Education
A Lack of Parent Engagement Helps Create Failing Schools
Who is more at fault, teachers or parents?
Posted July 13, 2011 Reviewed by Jessica Schrader
For the first time in history, a generation of American students will be less well-educated than their parents. Teachers are getting the blame. In the current dialogue and debate about how to make our schools better, not much is being said about disengaged parents.

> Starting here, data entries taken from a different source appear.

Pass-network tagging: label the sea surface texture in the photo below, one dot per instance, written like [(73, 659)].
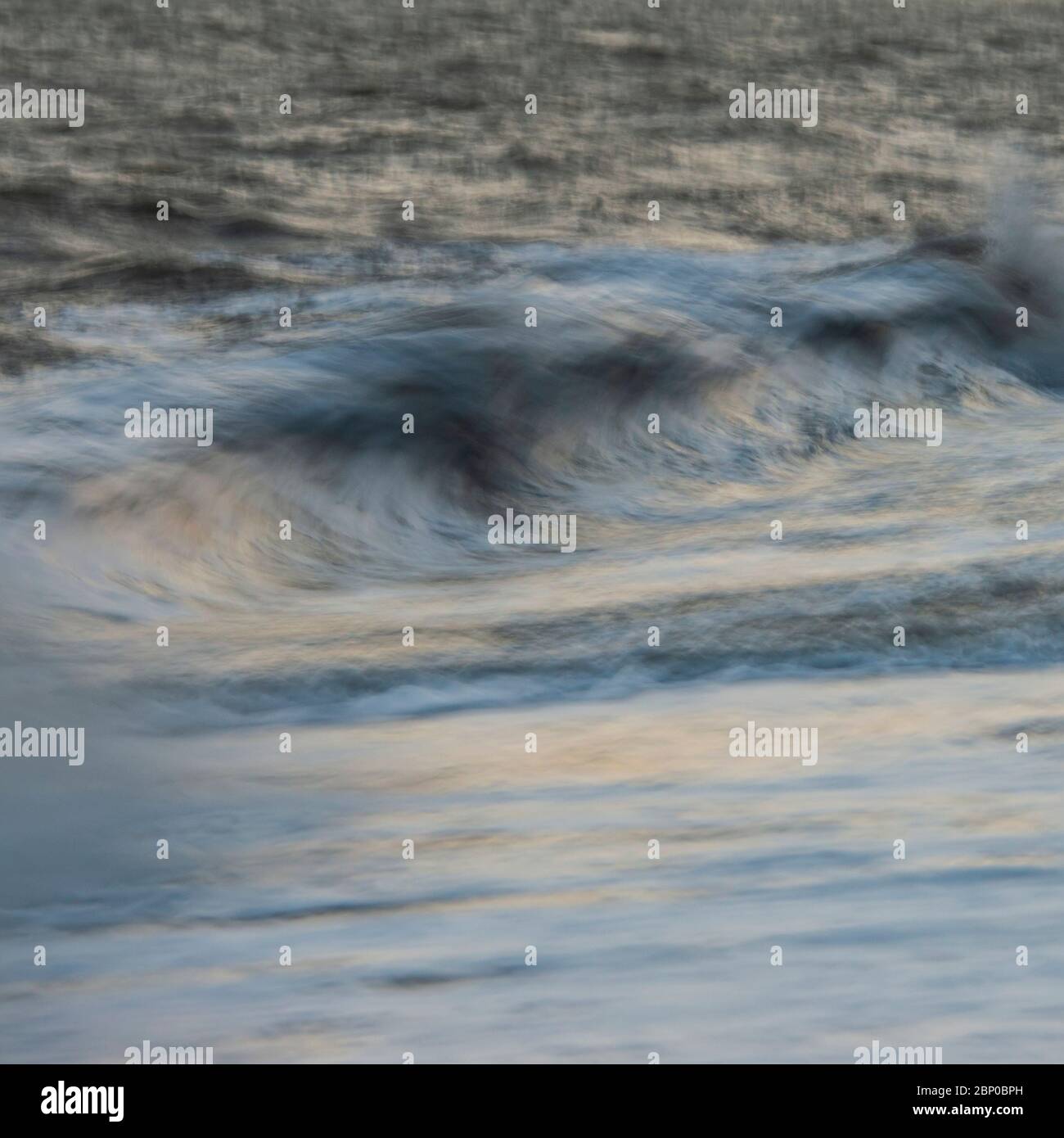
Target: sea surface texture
[(748, 562)]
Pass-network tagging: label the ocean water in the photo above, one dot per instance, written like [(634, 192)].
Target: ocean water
[(427, 742)]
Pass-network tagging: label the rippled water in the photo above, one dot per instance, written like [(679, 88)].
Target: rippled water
[(427, 742)]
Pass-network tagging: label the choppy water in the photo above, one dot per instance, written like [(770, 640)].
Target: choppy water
[(427, 742)]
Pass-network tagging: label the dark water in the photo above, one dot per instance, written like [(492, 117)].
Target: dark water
[(427, 742)]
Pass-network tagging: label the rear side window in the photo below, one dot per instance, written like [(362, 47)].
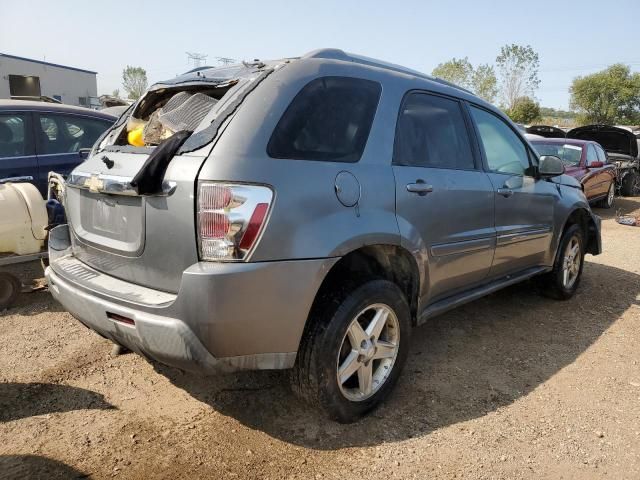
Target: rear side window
[(13, 136), (68, 133), (504, 150), (432, 133), (328, 120)]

While teachers have become the scapegoats for America's failing schools, maybe it's time to shine the light on parents.
Blaming the Teachers
Not only are teachers being vilified, they are being punished. We're cutting their pay, firing them, denying new textbooks, dictating new curricula, increasing class size, demanding longer hours, requiring high-stakes testing, making teachers teach to the test or face retribution, closing schools, reassigning teachers arbitrarily, taking away their pensions, criticizing their training, and both degrading and grading them.
Last week the National Education Association shifted its position and for the first time is advocating using student learning to assess teachers–great idea except there are no clearly reliable and valid measures of student learning. Some places are even having students grade the teachers as part of teacher assessment.
Since research shows that the parent is even more important to student success in school than teacher quality, should teachers be grading parents instead?
Disheartening Statistics
Among the nations of the world, the U.S. ranks 14th in science, 17th in reading, and 25th in math. Yet one still reads about immigrants giving up their previous jobs as professors and accountants to move to the U.S. and drive cabs–this, so their children have a chance at the American dream. Those parents get it. But other statistics on American parents' investment in their child's education have been disheartening:
- Nearly one-third of students say their parents have no idea how they are doing in school.
- About one-sixth of all students report that their parents don't care whether they make good grades in school or not.
- Only about one-fifth of parents consistently attend school programs.
- More than 40 percent never do.
(From Beyond the Classroom: Why School Reform Has Failed and What Parents Need to Do by Lawrence Steinberg, pages 19-20)
Real Stories From the Front Line
I asked my teacher friend, Will McIntyre, who has a 25-year career and currently teaches in a typical American high school in one of the nation's 10 largest districts, about the parents in his school. He rolled his eyes and had plenty to say. His observations supported the disturbing statistics cited above: "Parents don't read at home. They buy the kids iPods, expensive phones, and all kinds of electronic gadgets, but few parents are modeling reading. Even the kids on free lunch somehow find the money for a three hundred dollar iPhone, but not a free library card or an eReader."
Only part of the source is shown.